The brave face with the fixed grin: the problem with job satisfaction
30 November 2010
The problem with the notion of job satisfaction is that it is impossible to know what it is measuring: does it say anything about the nature of a job or is it a reflection of the willingness of people to put a brave face on things? If it goes up, does it mean expectations have fallen or that experiences of work have improved? And if it goes down does it mean employees are adapting poorly or changes are not in their interests?
So news from the Chartered Institute of Personnel and Development showing that job satisfaction has risen during the troubled economic climate does not so much confound predictions as demonstrate the problem.
The CIPD explain it as a 'fixed grin' phenomenon: tougher times mean expectations lower and people are grateful just to have a job. Perhaps so. But on this logic, economic booms are subjectively bad for people because, their basic needs catered for, they up the Maslovian stakes and start looking for stimulation, friendship and meaning from their work and are sure to be disappointed as a result.

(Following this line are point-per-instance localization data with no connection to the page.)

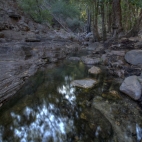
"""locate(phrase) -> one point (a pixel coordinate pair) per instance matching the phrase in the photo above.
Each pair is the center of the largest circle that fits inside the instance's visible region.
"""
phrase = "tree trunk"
(103, 22)
(134, 31)
(117, 18)
(95, 26)
(88, 21)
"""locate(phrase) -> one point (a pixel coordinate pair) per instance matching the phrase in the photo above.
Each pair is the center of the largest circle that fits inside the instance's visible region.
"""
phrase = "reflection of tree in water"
(46, 126)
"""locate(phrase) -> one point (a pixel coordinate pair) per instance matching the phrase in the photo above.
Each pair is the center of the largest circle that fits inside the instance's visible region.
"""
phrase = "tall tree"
(117, 18)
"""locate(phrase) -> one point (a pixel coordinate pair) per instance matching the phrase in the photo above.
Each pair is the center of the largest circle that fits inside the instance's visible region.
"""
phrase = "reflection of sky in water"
(44, 123)
(67, 90)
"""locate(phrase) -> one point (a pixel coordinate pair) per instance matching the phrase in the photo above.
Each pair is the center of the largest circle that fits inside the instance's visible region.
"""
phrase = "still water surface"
(49, 109)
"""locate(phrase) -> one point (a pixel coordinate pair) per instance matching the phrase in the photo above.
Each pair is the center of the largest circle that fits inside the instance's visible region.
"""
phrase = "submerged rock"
(132, 87)
(84, 83)
(74, 59)
(94, 70)
(134, 57)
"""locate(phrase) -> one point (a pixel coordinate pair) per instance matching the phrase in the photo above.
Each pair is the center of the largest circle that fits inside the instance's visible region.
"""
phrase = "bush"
(35, 10)
(63, 9)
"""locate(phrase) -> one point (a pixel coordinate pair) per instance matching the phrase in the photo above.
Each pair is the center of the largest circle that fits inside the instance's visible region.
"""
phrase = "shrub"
(35, 10)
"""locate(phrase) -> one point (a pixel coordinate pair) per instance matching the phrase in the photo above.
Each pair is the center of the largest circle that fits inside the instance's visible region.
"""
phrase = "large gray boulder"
(94, 70)
(134, 57)
(132, 87)
(84, 83)
(90, 60)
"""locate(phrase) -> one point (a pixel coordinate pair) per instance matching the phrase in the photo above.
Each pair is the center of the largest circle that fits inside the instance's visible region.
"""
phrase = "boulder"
(74, 59)
(95, 46)
(138, 44)
(94, 70)
(84, 83)
(117, 53)
(14, 16)
(132, 87)
(32, 39)
(90, 60)
(134, 57)
(1, 35)
(23, 26)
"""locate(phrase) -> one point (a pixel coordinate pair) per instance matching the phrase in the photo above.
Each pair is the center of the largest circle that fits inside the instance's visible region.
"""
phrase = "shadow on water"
(49, 109)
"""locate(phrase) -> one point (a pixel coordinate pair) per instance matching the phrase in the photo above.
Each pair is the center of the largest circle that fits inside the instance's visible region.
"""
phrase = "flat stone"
(134, 57)
(74, 58)
(1, 35)
(132, 87)
(32, 40)
(94, 70)
(90, 60)
(84, 83)
(95, 46)
(117, 53)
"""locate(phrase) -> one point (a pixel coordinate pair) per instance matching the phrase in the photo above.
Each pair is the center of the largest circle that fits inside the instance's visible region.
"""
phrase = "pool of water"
(49, 109)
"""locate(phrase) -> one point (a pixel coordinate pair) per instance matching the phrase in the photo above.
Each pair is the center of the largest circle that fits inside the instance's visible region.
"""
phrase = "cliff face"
(15, 24)
(25, 46)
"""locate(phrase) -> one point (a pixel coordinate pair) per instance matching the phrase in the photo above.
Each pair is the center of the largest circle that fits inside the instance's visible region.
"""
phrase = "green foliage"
(35, 10)
(65, 9)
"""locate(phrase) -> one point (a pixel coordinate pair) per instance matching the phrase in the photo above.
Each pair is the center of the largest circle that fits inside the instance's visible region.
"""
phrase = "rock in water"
(90, 60)
(132, 87)
(94, 70)
(134, 57)
(84, 83)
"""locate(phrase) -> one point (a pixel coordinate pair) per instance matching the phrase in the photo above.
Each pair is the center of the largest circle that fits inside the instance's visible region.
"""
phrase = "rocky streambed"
(85, 97)
(20, 60)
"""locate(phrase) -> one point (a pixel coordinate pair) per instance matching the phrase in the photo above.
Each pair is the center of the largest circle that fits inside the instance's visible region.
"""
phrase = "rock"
(134, 57)
(14, 15)
(94, 70)
(138, 45)
(90, 61)
(74, 58)
(1, 35)
(132, 87)
(104, 58)
(23, 26)
(84, 83)
(95, 46)
(117, 53)
(32, 39)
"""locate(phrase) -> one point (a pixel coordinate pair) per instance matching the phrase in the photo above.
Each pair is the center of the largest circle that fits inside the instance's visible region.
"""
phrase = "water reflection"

Is job satisfaction useful? It is certainly useful to psychologists: counter-intuitive intrigue lies within. Economists are also coming to view it as useful because satisfaction is seen as being predictive of less abstract things such as quit rates and absenteeism. But among workplace specialists, job satisfaction attracts very mixed notices as a measure of employee wellbeing.
In The Work Foundation’s work on job quality, for example, we favour measures of task discretion, work intensity, job insecurity, working time and skills utilisation . As a kind of dashboard of indicators of good work, we would argue these are more objective and useful than 'satisfaction'. And after all, 'satisfied' can mean 'so-so', 'fine' or 'below-par'. There feels like something quintessentially passive and maybe even 20th century about the notion of mere 'satisfaction' with work.
The approach of the Workplace Employment Relations Survey is a step forward, though. Rather than a simple measure of job satisfaction, it asks for satisfaction with eight different dimensions of work including pay, hours, job security, involvement the scope for using one’s initiative and the influence over the job. Involvement and pay are the big dis-satisfiers – or rather were in 2004 (the last WERS). These offer far more detailed insight into the nature of work.
The more worrying findings from the CIPD survey stem from perceptions of the recession on rising stress levels along with falling security and deteriorating standards of living. The downturn may well have worsened the quality of work, but the Coalition, for understandable reasons, has focussed on getting jobs not the quality of them. Like growth, however, the coming years are likely to demand a more convincing story about the workplace and the place of work in a Big Society.